A well-funded push for AI rules is hitting New Jersey

A super PAC tied to Anthropic has launched television ads in New Jersey urging stronger regulation of artificial intelligence. The group, Public First Action, has raised nearly $50 million so far and is publicly aiming to grow that war chest to about $75 million. The ad buy is part of a larger, well-funded political campaign to shape how lawmakers and the public think about governance for AI ahead of key elections.

The effort matters because it marks a technology company moving beyond lobbying and into direct political advertising at scale. That changes the dynamics around AI policy in several ways:

  • It amplifies specific regulatory priorities to voters and lawmakers.
  • It signals that big AI labs are willing to spend electoral dollars to secure favorable legal frameworks.
  • It raises the stakes for rival firms and trade groups, which may respond with their own ad campaigns or political spending.

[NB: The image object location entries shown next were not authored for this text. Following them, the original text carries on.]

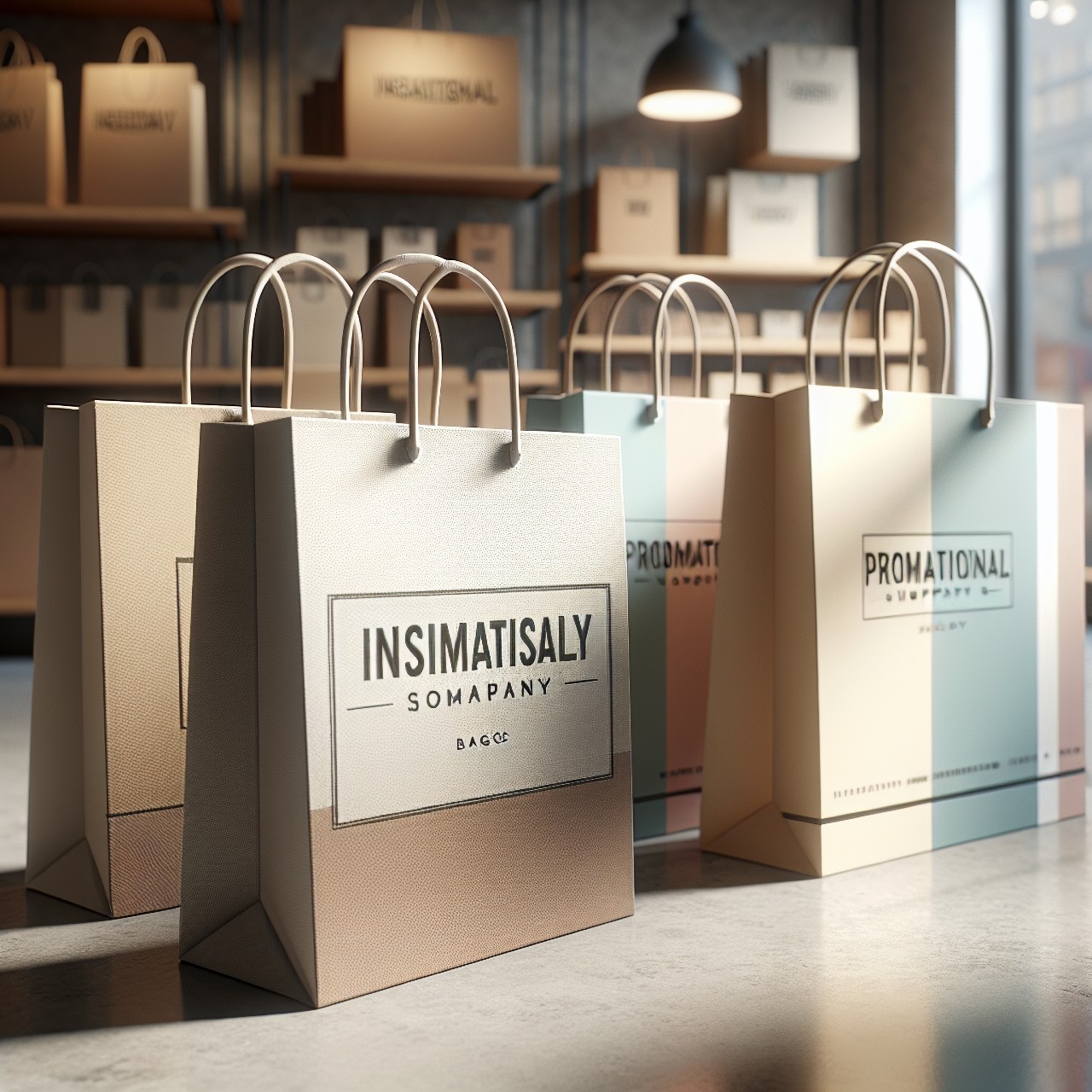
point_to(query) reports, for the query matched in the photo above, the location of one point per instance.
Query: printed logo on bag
(139, 121)
(817, 92)
(440, 699)
(678, 562)
(772, 214)
(437, 90)
(20, 117)
(943, 573)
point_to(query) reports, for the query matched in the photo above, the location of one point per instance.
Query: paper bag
(344, 812)
(897, 652)
(143, 133)
(430, 96)
(800, 108)
(20, 499)
(673, 452)
(32, 127)
(112, 636)
(636, 211)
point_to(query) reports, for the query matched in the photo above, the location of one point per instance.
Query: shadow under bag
(432, 764)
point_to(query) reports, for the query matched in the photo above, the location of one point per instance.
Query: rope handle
(648, 283)
(382, 272)
(989, 412)
(447, 269)
(133, 41)
(721, 296)
(239, 261)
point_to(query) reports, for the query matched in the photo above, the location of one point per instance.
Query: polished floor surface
(966, 969)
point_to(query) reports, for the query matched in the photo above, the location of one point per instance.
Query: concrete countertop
(970, 967)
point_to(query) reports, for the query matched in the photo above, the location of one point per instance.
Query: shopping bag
(20, 498)
(636, 209)
(430, 96)
(373, 807)
(897, 651)
(673, 452)
(32, 125)
(143, 131)
(112, 644)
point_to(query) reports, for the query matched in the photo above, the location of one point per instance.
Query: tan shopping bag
(636, 210)
(20, 499)
(116, 555)
(143, 132)
(350, 831)
(32, 125)
(430, 96)
(899, 639)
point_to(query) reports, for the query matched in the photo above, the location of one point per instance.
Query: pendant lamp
(691, 78)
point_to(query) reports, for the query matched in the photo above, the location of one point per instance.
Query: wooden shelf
(189, 11)
(716, 266)
(520, 301)
(150, 222)
(752, 346)
(12, 608)
(336, 172)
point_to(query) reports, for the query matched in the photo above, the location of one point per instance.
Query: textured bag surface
(897, 654)
(800, 108)
(673, 480)
(32, 127)
(430, 96)
(636, 210)
(20, 502)
(116, 561)
(143, 133)
(413, 703)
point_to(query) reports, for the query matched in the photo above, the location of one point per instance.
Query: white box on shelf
(772, 217)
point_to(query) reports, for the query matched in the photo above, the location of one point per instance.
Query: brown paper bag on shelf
(164, 306)
(346, 873)
(32, 127)
(143, 132)
(636, 210)
(20, 502)
(487, 247)
(35, 323)
(94, 322)
(430, 96)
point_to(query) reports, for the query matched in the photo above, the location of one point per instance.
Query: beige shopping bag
(348, 831)
(897, 651)
(32, 125)
(636, 210)
(430, 96)
(20, 500)
(143, 132)
(94, 321)
(115, 562)
(35, 322)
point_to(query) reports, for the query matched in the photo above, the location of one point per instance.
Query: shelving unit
(148, 222)
(751, 346)
(378, 176)
(187, 11)
(716, 266)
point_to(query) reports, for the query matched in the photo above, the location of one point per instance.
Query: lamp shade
(691, 78)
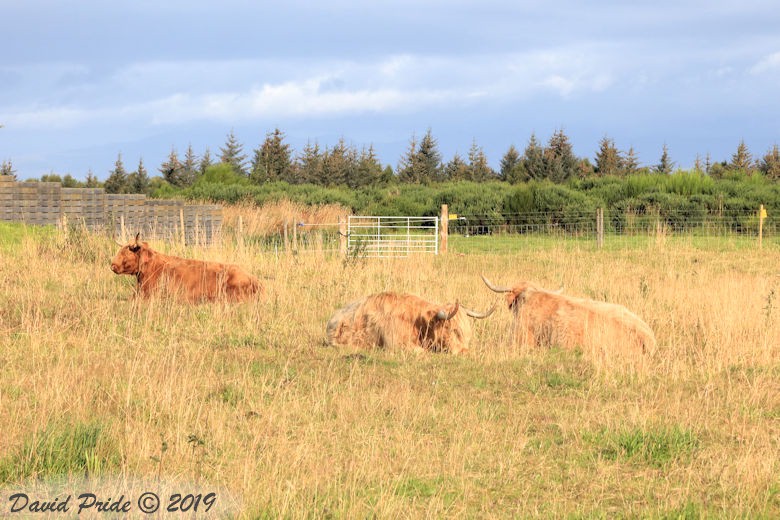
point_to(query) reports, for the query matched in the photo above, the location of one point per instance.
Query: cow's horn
(480, 315)
(443, 315)
(495, 288)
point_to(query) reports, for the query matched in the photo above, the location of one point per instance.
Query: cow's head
(448, 328)
(517, 295)
(131, 257)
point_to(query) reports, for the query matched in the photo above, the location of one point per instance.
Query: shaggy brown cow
(403, 320)
(195, 280)
(545, 318)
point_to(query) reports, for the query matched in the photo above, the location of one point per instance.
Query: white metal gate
(392, 236)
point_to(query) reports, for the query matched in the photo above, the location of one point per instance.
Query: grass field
(247, 398)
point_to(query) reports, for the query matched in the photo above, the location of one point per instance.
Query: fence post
(342, 235)
(295, 237)
(445, 228)
(286, 241)
(600, 227)
(183, 229)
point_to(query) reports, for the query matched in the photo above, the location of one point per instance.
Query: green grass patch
(12, 234)
(62, 449)
(415, 488)
(656, 446)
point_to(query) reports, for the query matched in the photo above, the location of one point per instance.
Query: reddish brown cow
(389, 320)
(545, 318)
(194, 280)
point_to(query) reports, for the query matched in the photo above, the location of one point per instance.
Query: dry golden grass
(270, 218)
(249, 398)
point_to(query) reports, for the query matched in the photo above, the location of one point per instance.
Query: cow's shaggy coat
(389, 320)
(543, 318)
(194, 280)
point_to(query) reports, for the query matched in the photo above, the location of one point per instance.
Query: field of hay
(247, 398)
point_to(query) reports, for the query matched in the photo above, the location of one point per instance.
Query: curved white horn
(480, 315)
(495, 288)
(444, 315)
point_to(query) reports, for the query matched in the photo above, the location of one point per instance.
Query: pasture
(248, 397)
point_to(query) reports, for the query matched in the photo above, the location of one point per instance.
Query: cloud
(769, 63)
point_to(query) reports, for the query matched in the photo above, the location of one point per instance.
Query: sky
(82, 81)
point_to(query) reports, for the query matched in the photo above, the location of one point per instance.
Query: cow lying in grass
(194, 280)
(544, 318)
(389, 320)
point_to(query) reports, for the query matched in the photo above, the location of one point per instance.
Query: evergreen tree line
(422, 163)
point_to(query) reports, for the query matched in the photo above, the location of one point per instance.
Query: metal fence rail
(374, 236)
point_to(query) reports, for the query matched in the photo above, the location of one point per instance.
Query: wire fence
(507, 232)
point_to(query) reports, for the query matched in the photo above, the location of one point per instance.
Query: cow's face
(445, 329)
(129, 259)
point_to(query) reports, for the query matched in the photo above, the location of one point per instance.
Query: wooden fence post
(183, 228)
(343, 235)
(600, 227)
(445, 228)
(286, 240)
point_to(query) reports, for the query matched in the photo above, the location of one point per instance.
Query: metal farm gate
(392, 236)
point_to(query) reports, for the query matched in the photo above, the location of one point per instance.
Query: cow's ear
(519, 298)
(447, 312)
(146, 253)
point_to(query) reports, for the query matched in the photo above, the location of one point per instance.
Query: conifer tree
(478, 164)
(407, 168)
(457, 169)
(560, 161)
(631, 162)
(511, 167)
(533, 160)
(233, 154)
(172, 169)
(608, 159)
(742, 160)
(770, 164)
(666, 165)
(309, 168)
(117, 178)
(429, 159)
(205, 162)
(368, 171)
(139, 179)
(272, 161)
(189, 168)
(338, 164)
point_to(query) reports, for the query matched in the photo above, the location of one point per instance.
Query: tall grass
(249, 398)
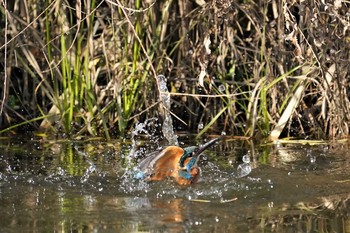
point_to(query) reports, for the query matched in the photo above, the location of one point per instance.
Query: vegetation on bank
(267, 68)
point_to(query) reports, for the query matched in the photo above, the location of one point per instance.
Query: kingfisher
(173, 161)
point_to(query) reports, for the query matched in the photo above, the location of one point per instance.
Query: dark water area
(77, 186)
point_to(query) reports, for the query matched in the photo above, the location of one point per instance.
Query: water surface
(52, 186)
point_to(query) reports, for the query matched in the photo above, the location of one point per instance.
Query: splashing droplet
(222, 88)
(200, 126)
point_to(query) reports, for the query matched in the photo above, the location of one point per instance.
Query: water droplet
(200, 126)
(222, 88)
(270, 204)
(312, 159)
(217, 219)
(246, 159)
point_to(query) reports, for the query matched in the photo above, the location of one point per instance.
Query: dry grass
(274, 69)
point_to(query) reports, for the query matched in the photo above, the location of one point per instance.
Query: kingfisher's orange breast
(168, 164)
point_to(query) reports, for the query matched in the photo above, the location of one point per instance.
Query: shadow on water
(50, 186)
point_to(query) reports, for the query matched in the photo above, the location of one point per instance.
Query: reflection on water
(46, 187)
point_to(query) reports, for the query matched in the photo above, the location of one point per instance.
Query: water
(51, 187)
(167, 127)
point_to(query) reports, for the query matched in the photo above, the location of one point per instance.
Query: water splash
(167, 128)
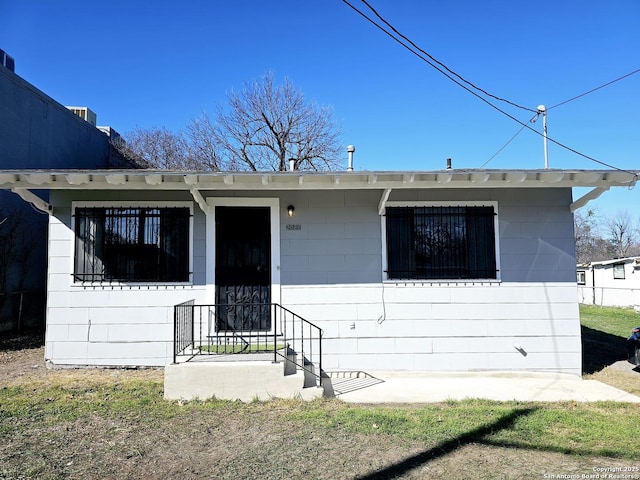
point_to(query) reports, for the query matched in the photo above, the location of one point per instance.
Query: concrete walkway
(412, 387)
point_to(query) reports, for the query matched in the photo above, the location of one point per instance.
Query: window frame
(427, 204)
(132, 205)
(616, 274)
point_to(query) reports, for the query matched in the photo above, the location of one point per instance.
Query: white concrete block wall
(112, 325)
(331, 274)
(417, 327)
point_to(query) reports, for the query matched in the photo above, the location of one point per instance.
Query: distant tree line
(261, 128)
(607, 238)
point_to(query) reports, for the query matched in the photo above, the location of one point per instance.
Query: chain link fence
(22, 311)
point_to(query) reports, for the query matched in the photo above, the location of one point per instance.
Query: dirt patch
(230, 443)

Public First Action’s New Jersey ads are not just about local politics. They are a test case for national strategies: if a well-funded campaign can shift state-level debate, similar tactics could be used in dozens of races and issue fights. For policymakers, the influx of cash and messaging from an AI lab’s backers increases pressure to produce clear rules quickly — but it also risks entangling regulation with partisan electoral calculation.

For the industry and the public, the immediate takeaway is that AI governance is becoming a campaign issue backed by serious money. That will likely accelerate both legislative attention and political polarization around how broadly or narrowly governments should regulate tools that companies say are transforming everything from software development to national security.